Not bad, actually. A 9% improvement in tasks that are highly applicable to programming. But on the other hand, how much time do you actually spend in a typical day doing these kinds of tasks? And how much time do you spend typing, whiteboarding, talking to your co-workers, and just staring into the distance and thinking about a problem? Let’s be generous and assume that you spend a quarter of your day performing tasks like in the study. So by using a bigger display, you might be able to improve your productivity by about 2.5%. Remember, studies have shown more that a rock-star coder can be an order of magnitude more productive than your average joe 1. Do you think these guys are more productive because they can cut and paste faster?

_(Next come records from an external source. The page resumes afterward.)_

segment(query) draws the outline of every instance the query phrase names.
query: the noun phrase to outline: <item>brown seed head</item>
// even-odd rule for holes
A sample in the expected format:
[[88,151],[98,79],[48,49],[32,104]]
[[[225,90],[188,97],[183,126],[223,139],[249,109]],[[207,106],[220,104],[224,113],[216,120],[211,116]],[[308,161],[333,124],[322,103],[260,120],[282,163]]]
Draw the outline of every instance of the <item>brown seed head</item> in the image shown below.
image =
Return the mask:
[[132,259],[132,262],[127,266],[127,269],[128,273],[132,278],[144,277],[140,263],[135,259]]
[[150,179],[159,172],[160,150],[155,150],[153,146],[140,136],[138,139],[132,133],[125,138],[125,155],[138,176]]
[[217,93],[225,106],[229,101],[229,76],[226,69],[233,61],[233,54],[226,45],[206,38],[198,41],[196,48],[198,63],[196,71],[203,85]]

Okay, so we know where they got the 9%. What about the 50%? “Further studies showed even greater increases - at times up to 50 percent for tasks such as cutting and pasting.” Aha, there it is again. Cutting and pasting. Well, if your job includes 7.5 hours a day of cutting and pasting, then maybe you can cut that down to 5. You might make it a bit longer before you stab yourself in the eye due to the mind-numbing boredom.
Another study I’ve seen cited a few times is the The 30 inch Apple Cinema HD display productivity benchmark by Pfeiffer Consulting. This study showed that a 30” display made users significantly more productive than a 17” display. But the tasks were mostly designer centric, except for a task that involved manipulating a large spreadsheet, and one of combining several Word documents into another document (cutting and pasting again!).
After looking at the studies, I think it’s fair to say that some tasks can be made significantly faster if you have more screen real estate. On the other hand, I think it’s clear that most programmers are not going to be 50% more productive over the course of a day just by getting a second monitor. The tasks that can be improved are not the bottleneck to programmer productivity.
On the other hand, if you just can’t live without your dual- or triple-monitor setup, fine! I definitely agree that it can be nice sometimes. I personally find it difficult to manage the extra screen real estate, but that’s just me. If you’re a developer and you want a dual-monitor setup, then that should be reason enough for your boss to buy one. As Joel says:
Top notch development teams don’t torture their programmers. Even minor frustrations caused by using underpowered tools add up, making programmers grumpy and unhappy. And a grumpy programmer is an unproductive programmer.
Just don’t think that by adding a second monitor, you’ll start coding circles around the guy on his ThinkPad.